On my C180, I kept the standard aluminum breather tubing back to where it goes through the aft engine baffling, then went to rubber hose back to & down the firewall.
Then back to aluminum tubing at the bottom to incorporate a whistle slot.
It stops about even with the bottom of the firewall, or just below.
After reading stewart's post on the linked thread, I might shorten it up just a whisker--
maybe get less oil on the belly that way.
 
On my C180, I kept the standard aluminum breather tubing back to where it goes through the aft engine baffling, then went to rubber hose back to & down the firewall.
Then back to aluminum tubing at the bottom to incorporate a whistle slot.
It stops about even with the bottom of the firewall, or just below.
After reading stewart's post on the linked thread, I might shorten it up just a whisker--
maybe get less oil on the belly that way.
I tried all sorts of things to eliminate oil on the belly of the 185, including all you've mentioned. The best was a homemade air-oil separator which returned the oil to the sump.
 
In cold I like the last few inches of the vent to be clear plastic.
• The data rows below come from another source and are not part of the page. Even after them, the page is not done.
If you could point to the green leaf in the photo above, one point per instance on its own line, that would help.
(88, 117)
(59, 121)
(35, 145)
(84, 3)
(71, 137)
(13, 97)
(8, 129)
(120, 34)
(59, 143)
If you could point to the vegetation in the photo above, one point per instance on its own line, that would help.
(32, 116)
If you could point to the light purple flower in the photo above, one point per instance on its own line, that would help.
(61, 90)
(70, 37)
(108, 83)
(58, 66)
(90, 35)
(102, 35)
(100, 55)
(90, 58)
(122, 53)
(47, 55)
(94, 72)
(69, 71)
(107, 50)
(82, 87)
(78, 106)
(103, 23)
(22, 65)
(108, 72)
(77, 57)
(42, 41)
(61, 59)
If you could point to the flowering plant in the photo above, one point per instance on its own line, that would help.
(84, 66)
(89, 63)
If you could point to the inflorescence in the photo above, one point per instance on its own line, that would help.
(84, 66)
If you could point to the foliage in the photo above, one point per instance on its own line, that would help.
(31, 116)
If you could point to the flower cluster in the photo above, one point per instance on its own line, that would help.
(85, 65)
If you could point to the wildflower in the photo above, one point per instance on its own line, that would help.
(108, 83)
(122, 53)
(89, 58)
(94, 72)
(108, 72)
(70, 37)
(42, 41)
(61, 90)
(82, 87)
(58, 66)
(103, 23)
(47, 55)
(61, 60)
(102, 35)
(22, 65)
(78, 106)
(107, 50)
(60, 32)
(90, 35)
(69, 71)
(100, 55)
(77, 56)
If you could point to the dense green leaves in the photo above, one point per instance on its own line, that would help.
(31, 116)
To see and dislodge any ice buildup. The rest gets fuel sleeved for insulation, especially on Continentals with the breather forward on the case.

Gary
 
Whatever you do, make certain you have a whistle slot somewhere up in the warm part of the engine compartment. In my experience, vent tubes that hang very far out of the cowling at the bottom freeze up pretty regularly. Otherwise, I'm not sure it matters much where it's routed.
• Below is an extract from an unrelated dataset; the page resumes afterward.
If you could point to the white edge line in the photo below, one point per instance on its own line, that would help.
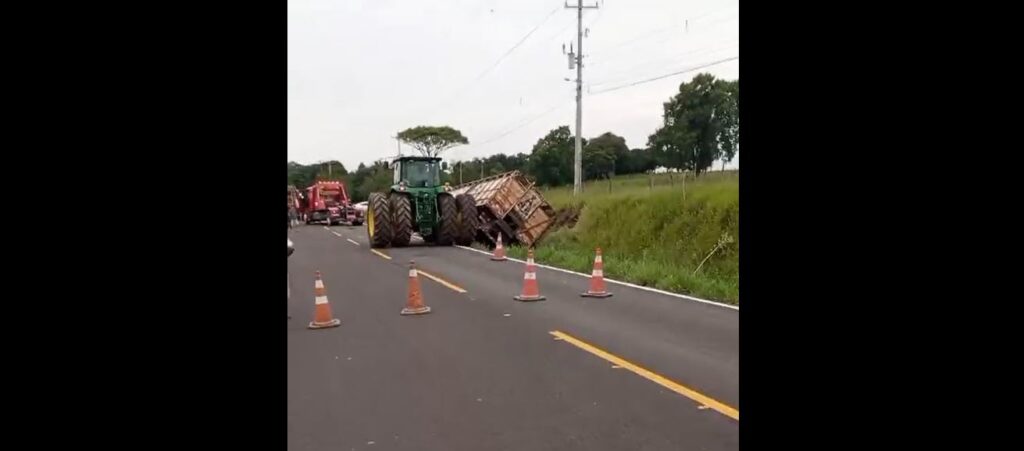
(640, 287)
As Pete says, if you want to keep oil off the belly, install an air/oil separator. Otherwise, plan on cleaning the belly occasionally. Or, if you're like me, call it a corrosion proofing program.

MTV
 
Experimental cub… I just reworked mine. CNC’d some brackets that hold it to the firewall. Still have to cut the whistle slot but it’s been sitting and hasn’t done much flying this winter due to other issues!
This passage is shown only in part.